Sir Alex Ferguson’s legacy at Manchester United stands out even more in the wake of his retirement.
It was five years ago that Ferguson stepped away from the club, and they’ve never had it so well since.
David Moyes and Louis van Gaal both tried to continue the dominance that Ferguson started, but neither managed to do so.
Now it’s the turn of Jose Mourinho, who hasn’t done much to suggest that the glory days will return to Old Trafford soon.
Ferguson earned the respect of his players at Man United, making sure they all knew just what it meant to play for the famous club.
That meant not allowing players to swap shirts at the end of domestic matches.
Ruud van Nistelrooy did so after the a 3-1 defeat against rivals Manchester City in 2002 - and he quickly earned the wrath of Ferguson.
Ferguson was fuming
Gary Neville has revealed what the Scot said in the dressing room after Van Nistelrooy walked in holding a Man City top, with his own United shirt nowhere in sight.
“The City player had come up to him and swapped shirts,” Neville said on the Quickly Kevin, Will He Score? podcast.
"He said, 'You do not give away one of those shirts. They're my shirts. They're this club's shirts, they're not your shirts. You're just wearing them temporarily.
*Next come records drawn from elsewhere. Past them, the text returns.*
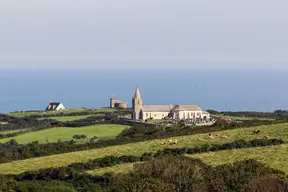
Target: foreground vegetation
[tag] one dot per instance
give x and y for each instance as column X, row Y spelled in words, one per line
column 138, row 148
column 121, row 168
column 163, row 174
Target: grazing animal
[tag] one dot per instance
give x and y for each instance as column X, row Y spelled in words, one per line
column 256, row 131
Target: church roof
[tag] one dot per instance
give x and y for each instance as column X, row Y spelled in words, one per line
column 137, row 94
column 52, row 106
column 189, row 107
column 156, row 108
column 168, row 108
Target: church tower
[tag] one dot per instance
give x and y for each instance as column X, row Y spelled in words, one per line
column 137, row 105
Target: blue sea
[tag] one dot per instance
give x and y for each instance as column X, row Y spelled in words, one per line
column 218, row 89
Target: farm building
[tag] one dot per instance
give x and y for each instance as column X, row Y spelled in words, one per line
column 143, row 112
column 54, row 106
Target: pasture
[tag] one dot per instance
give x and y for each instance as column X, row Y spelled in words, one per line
column 275, row 131
column 272, row 156
column 66, row 134
column 12, row 131
column 70, row 118
column 65, row 111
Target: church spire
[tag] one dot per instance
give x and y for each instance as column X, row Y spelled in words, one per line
column 137, row 94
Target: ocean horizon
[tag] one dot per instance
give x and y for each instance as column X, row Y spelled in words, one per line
column 217, row 89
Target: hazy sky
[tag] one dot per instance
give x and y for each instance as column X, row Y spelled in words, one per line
column 188, row 32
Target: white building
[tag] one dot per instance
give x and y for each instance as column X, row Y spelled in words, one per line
column 144, row 112
column 54, row 106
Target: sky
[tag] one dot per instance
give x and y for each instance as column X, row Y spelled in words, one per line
column 129, row 33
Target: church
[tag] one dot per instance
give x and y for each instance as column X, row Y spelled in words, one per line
column 143, row 112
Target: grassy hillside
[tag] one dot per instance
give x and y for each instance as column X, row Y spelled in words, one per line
column 66, row 134
column 70, row 118
column 12, row 131
column 272, row 156
column 277, row 131
column 122, row 168
column 66, row 111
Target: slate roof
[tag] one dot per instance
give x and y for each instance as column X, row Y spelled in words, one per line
column 52, row 106
column 137, row 94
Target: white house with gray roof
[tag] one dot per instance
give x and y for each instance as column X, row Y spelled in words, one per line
column 186, row 111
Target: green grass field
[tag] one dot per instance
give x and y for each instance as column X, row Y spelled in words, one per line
column 66, row 134
column 70, row 118
column 12, row 131
column 241, row 118
column 275, row 131
column 66, row 111
column 272, row 156
column 122, row 168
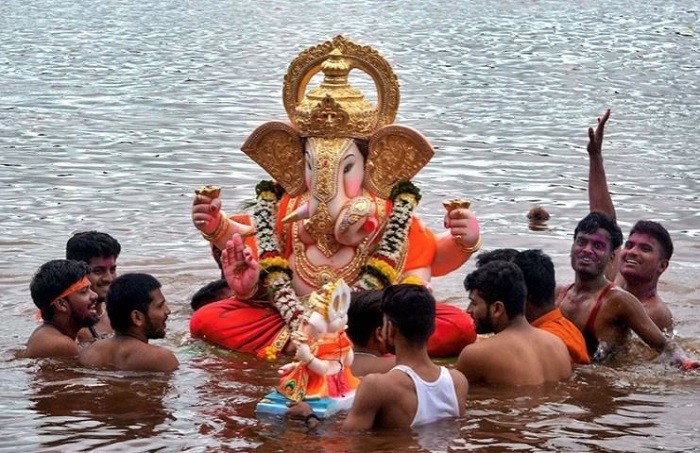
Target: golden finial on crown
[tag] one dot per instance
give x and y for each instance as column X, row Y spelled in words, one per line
column 336, row 109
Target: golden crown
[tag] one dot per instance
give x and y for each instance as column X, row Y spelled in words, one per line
column 335, row 108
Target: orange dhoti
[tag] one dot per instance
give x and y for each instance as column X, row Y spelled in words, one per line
column 250, row 327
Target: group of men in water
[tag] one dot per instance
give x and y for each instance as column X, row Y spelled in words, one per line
column 81, row 301
column 540, row 331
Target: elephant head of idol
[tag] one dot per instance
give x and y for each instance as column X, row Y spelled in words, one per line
column 340, row 153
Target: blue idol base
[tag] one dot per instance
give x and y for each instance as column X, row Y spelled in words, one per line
column 274, row 403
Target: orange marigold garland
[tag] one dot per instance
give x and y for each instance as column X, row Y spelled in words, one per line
column 380, row 270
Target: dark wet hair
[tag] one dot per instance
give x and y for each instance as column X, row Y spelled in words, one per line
column 411, row 308
column 499, row 281
column 540, row 278
column 364, row 315
column 596, row 220
column 92, row 244
column 211, row 292
column 127, row 293
column 51, row 280
column 504, row 254
column 658, row 232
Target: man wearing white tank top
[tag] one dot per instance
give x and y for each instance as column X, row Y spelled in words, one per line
column 416, row 391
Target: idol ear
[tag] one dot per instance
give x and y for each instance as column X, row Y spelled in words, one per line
column 277, row 148
column 396, row 153
column 340, row 301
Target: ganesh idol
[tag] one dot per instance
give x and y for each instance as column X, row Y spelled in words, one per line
column 340, row 204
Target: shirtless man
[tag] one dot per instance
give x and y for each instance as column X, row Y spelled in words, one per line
column 540, row 310
column 415, row 392
column 100, row 252
column 519, row 354
column 365, row 321
column 603, row 312
column 138, row 312
column 646, row 253
column 61, row 290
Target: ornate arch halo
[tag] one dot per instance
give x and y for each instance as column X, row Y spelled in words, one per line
column 335, row 97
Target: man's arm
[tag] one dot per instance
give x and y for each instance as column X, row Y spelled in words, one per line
column 369, row 398
column 636, row 317
column 43, row 346
column 153, row 358
column 598, row 194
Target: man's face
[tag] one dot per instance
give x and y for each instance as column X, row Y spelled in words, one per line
column 387, row 337
column 640, row 258
column 158, row 312
column 83, row 305
column 591, row 253
column 102, row 272
column 480, row 311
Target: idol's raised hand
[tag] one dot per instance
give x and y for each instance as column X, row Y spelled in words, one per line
column 595, row 137
column 463, row 225
column 205, row 213
column 240, row 267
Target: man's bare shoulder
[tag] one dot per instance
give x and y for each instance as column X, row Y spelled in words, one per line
column 473, row 357
column 99, row 354
column 132, row 355
column 47, row 342
column 661, row 315
column 149, row 357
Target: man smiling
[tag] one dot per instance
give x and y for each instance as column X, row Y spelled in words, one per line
column 138, row 312
column 100, row 252
column 646, row 253
column 61, row 290
column 605, row 313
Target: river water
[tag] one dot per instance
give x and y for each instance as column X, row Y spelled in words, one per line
column 112, row 112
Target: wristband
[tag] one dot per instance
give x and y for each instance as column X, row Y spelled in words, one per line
column 309, row 417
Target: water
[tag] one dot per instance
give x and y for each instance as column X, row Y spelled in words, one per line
column 112, row 112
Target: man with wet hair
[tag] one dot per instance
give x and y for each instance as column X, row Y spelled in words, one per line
column 604, row 312
column 416, row 391
column 646, row 253
column 365, row 321
column 540, row 310
column 138, row 312
column 518, row 353
column 61, row 290
column 502, row 254
column 100, row 252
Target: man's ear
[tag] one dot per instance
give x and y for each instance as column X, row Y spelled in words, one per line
column 60, row 305
column 497, row 309
column 377, row 335
column 137, row 318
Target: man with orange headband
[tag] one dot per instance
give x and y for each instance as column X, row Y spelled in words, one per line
column 138, row 312
column 61, row 290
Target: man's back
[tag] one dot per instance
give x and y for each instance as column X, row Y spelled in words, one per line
column 555, row 323
column 393, row 400
column 518, row 355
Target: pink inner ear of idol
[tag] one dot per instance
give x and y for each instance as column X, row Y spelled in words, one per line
column 353, row 188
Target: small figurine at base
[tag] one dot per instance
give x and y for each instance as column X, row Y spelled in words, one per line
column 321, row 374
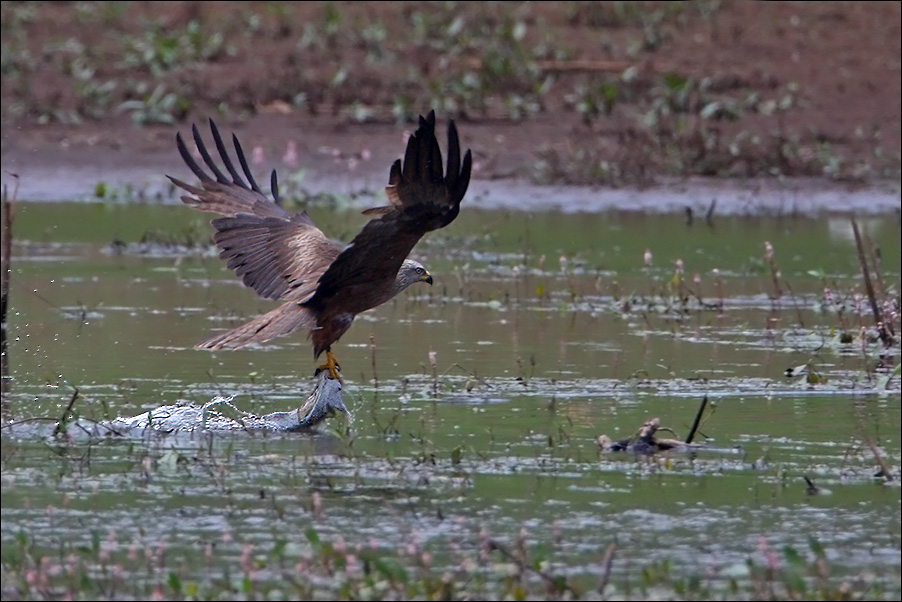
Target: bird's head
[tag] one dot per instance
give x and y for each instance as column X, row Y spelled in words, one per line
column 413, row 271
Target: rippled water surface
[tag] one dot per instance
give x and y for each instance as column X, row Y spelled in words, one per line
column 476, row 403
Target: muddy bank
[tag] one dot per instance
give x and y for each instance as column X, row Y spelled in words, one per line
column 800, row 196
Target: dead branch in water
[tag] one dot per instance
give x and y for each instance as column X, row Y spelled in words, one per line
column 9, row 215
column 698, row 419
column 885, row 472
column 645, row 441
column 869, row 287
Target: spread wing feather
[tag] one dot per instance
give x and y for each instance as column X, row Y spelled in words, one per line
column 280, row 256
column 423, row 197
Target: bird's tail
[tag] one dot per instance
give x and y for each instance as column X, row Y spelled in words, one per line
column 282, row 320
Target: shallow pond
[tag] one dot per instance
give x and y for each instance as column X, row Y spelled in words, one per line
column 476, row 404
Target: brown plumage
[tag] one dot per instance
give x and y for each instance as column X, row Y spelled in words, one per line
column 323, row 284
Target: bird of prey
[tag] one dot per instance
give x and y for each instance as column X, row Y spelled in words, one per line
column 323, row 284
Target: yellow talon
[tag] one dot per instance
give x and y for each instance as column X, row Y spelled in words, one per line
column 332, row 366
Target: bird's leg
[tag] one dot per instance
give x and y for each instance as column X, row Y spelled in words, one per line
column 331, row 365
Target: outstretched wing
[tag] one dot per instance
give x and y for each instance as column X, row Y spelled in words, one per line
column 423, row 196
column 280, row 256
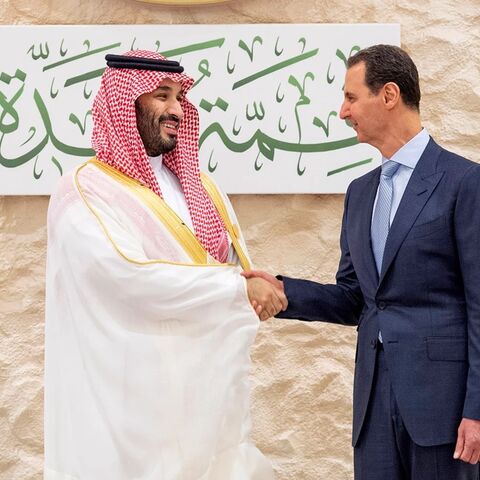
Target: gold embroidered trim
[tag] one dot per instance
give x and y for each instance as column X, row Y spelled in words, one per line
column 139, row 190
column 182, row 234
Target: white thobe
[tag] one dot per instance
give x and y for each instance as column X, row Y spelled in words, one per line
column 146, row 350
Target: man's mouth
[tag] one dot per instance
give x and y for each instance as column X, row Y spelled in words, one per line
column 169, row 124
column 170, row 127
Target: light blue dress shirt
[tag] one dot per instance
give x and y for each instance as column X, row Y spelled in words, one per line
column 408, row 157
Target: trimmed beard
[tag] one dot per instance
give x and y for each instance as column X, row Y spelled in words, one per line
column 149, row 129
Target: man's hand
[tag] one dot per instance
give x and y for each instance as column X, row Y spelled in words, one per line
column 468, row 441
column 266, row 276
column 266, row 299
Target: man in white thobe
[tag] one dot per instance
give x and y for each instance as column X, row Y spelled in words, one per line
column 148, row 320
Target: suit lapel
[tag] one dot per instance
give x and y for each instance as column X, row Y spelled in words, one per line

That's not your possession to give away.’
"He stopped us swapping shirts in domestic games.
"I think he said after that game, 'I should let the fans in here. I should let the fans come in here and speak to you.'"
One imagines Van Nistelrooy got the message.
It was a perfect way of reminding the players that nobody is bigger than the club, and that to play for Man United is an honour.
The Red Devils would go on to win the Premier League title in 2002-03, but that defeat in the Manchester derby must have hurt.
Ferguson said after the match: "Quite simply, they have underachieved - they have received a rollicking and rightly so."